The Nokia C3, Nokia C6 and Nokia E5 handsets aim “to make email, chat and Qwerty devices available at affordable prices to more consumers in the country,” the company said in a release.
The world’s largest handset maker still dominates the Indian market, which is the second biggest one for it after China. Nokia is betting heavily on its wide portfolio of phones and features to hold on to its position as cheaper sets gain in popularity.
“There are reactive elements in the new launches, but this is more of a strategic move to massify the features of the phone beyond voice,” said Anssi Vanjoki, Nokia executive vice-president, markets.
The handset maker also launched a new version of Nokia Messaging Service with free push email service and free instant messaging services in India.
India’s local manufacturers, which entered the market in early 2008, have collectively captured 17.5% of the 100-million handset market at the end of 2009, up from 0.9% at the end of March 2008, data from research and analysis firm IDC said. The number of local makers grew to 28 from five during the period.
Strategic move: Nokia’s Anssi Vanjoki and D. Shivakumar at the launch of three phones in the Rs5,300-10,600 range in New Delhi on Monday.
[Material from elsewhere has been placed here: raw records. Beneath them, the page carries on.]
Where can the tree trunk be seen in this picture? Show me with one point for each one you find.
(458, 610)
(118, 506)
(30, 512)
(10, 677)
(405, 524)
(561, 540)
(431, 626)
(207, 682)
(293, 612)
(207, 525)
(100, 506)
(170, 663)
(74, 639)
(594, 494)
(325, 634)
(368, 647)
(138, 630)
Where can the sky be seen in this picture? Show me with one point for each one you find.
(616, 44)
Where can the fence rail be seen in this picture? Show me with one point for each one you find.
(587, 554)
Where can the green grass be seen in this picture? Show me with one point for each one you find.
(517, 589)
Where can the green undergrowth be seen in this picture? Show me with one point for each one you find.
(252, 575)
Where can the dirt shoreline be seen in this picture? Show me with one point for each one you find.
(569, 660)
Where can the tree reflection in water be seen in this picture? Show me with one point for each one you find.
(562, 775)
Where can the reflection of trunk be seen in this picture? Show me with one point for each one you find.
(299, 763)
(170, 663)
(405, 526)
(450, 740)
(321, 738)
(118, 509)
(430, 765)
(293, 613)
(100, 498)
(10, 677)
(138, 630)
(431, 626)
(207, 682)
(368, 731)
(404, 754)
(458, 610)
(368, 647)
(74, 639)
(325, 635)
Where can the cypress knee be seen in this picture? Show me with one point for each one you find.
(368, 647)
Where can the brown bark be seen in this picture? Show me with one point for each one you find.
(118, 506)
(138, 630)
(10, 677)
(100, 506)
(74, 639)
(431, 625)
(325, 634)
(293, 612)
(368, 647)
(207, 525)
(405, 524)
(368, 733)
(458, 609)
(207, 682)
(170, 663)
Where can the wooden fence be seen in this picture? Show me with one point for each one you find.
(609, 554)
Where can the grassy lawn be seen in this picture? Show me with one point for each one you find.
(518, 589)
Kamal Kishore/PTI
As per the IDC data, Nokia’s numbers fell from a 56.2% share in 2008 to 54.1% in 2009. LG’s market share dipped from 7.2% to 6.4%, while Samsung Electronics Co. Ltd’s share rose marginally to 9.7% from 9.5%.
Of what IDC refers to as emerging vendors, Gurgaon-based Micromax Informatics Ltd had a share of 4.8% in 2009, making it the fourth largest handset seller. For the three months to September, IDC puts the firm’s market share at 5.7%.
Micromax has a portfolio ranging from Rs1,600 to Rs13,000 with an average selling price of Rs2,550.
The firm says it focuses on segments of the market that have not been looked at by anyone else by offering features such as a phone that also functions as universal remote for devices such as a television. “Around 25% of the one million phones we sell are Qwerty phones, but that is not the primary driver behind the phone. We look at the market as two segments—someone who is new to the mobile handset and someone who is looking to upgrade to a better phone,” says Vikas Jain, business director, Micromax. “Price is the final delight,” he adds. Micromax expects to end this year with around 7-8% market share.
Micromax presently does not manufacture in India, but has tie ups with 11 factories in China and Taiwan that manufacture handsets according to the firm’s specifications, a fact not lost on Nokia’s Vanjoki.
“There is nothing Indian about these firms except maybe the profit they are taking from the Indian consumers. Nokia has invested in R&D, manufacturing, retail and every part of the mobile ecosystem in the country and is more Indian than any of these firms,” he said.
The company is not worried about the competition. “Nokia does not believe in one size fits all and therefore we have a wide range of products,” Vanjoki said.
According to D. Shivakumar, managing director, Nokia India, the company has the ability to weather competitive pressures. “Consumers don’t go for the price. They go for brand, reliability, innovation, service and care as well as form factor,” he said.
Jain of Micromax says the target segments are different.
“They have been in the ecosystem for a long time and have a different perspective which is primarily focused on getting people a mobile phone. We are primarily focused on the subscribers looking to upgrade. Nokia’s biggest sales are of their lowest end phone,” he says.
Nokia has also been facing pressure on its smartphones—phones priced above Rs15,000—from the likes of BlackBerry, HTC and the iPhone. Vanjoki disputes this, saying that they have not just maintained, but also increased their market share in the previous quarter.
Analysts say the company is seeing dwindling margins in a market where the low-end handset market share is being eaten away by the emerging vendors.
“The emerging handset vendors have been able to put tremendous pressure on Nokia in the last two years by offering attractive feature phones at very attractive prices,” says Naveen Mishra, lead analyst for mobile handset research at IDC.